Le but de l’appac dans les dossiers économiques, industriels et financiers est de participer à cet effort commun vers la restauration de la confiance, sans perdre de vue la notion fondamentale qu’est l’intérêt social, qui ne se confond pas, toutefois, avec celui des actionnaires. L’intérêt social, c’est l’intérêt de la société et des salariés. Il y a d’ailleurs des salariés de Canal Plus présents dans cette salle, qui ont tous participé à l’effort de l’entreprise. Les salariés et les petits porteurs représentent tous ensemble la société industrielle française. En représentant les petits porteurs, nous cherchons à sauvegarder notre patrimoine français, c’est-à-dire notre industrie. Car, derrière la participation financière se déroule une guerre féroce, la guerre industrielle. Les problèmes que nous connaissons actuellement s’expliquent par la rapidité du circuit économique. Nous ne sommes plus en 1929. Le système capitaliste, qui a ses avantages et ses inconvénients mais est pratiqué par tous les pays, est basé sur le libéralisme et sur la confiance. Le capitalisme a besoin de règles précises et stables, mais aussi, et surtout, d’une morale partagée. Or, cette morale a été mise à mal depuis quelques temps. Je voudrais remercier l’Assemblée nationale d’avoir conscience de ce problème et de nous aider à restaurer la confiance et l’investissement en France. Tous les acteurs - la cob, la justice, les actionnaires, l’assemblée générale, la représentation nationale - ont un rôle à jouer.

Comment restaurer cette confiance ? Il faut d’abord prendre garde à ne pas étouffer l’économie par des lois. C’est contraire au marché. Les petits actionnaires ont des torts. Ils se sont endormis, mais l’appac leur permet aujourd’hui de défendre leurs intérêts. Notre association est sollicitée dans beaucoup de dossiers, celui de Rhodia par exemple, et travaille à restaurer la confiance, en faisant notamment taire les rumeurs qui font baisser le cours des actions en bourse.

Notre association ne joue pas qu’un rôle préventif.

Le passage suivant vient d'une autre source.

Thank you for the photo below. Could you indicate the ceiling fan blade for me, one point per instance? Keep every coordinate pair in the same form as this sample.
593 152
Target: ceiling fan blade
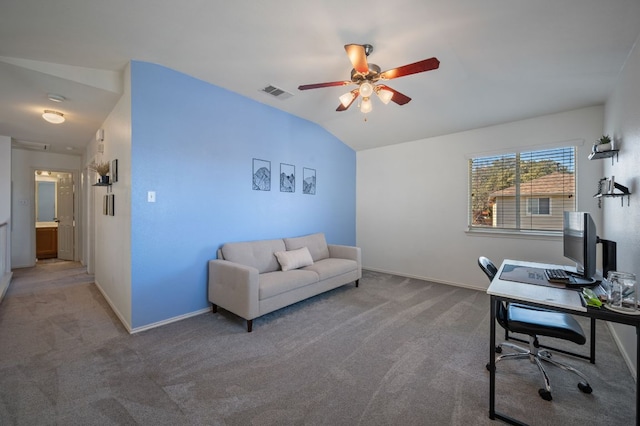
320 85
358 57
355 93
416 67
399 98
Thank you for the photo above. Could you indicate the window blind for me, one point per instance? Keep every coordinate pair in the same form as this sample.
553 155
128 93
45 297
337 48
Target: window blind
522 190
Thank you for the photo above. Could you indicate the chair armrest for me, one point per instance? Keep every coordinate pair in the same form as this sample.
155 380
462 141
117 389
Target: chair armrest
234 287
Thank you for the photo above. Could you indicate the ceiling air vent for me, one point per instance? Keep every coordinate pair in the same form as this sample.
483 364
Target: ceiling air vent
32 146
277 92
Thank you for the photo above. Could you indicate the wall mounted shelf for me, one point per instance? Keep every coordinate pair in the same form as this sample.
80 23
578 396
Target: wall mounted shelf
604 154
624 192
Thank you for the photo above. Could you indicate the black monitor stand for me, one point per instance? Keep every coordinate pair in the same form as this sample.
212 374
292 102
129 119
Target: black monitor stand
609 256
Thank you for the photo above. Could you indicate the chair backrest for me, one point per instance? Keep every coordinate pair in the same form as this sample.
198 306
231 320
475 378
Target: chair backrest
490 270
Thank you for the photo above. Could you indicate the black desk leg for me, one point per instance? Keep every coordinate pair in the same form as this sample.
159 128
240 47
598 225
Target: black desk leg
592 344
492 361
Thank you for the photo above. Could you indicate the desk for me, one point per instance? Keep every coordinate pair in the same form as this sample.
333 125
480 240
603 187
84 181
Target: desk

Nous savons aussi agir au pénal, comme nous l’avons démontré dans les dossiers sidel et Vivendi. Mais nous savons aussi nous arrêter. Beaucoup de petits actionnaires nous ont demandé de participer à une action judiciaire contre France Telecom. J’ai refusé, car je ne vois pas l’intérêt d’attaquer l’Etat français, c’est-à-dire nous-mêmes. En revanche, nous avons tous travaillé ensemble, avec M. Thierry Breton, pour restaurer la confiance et participer au redressement de la société.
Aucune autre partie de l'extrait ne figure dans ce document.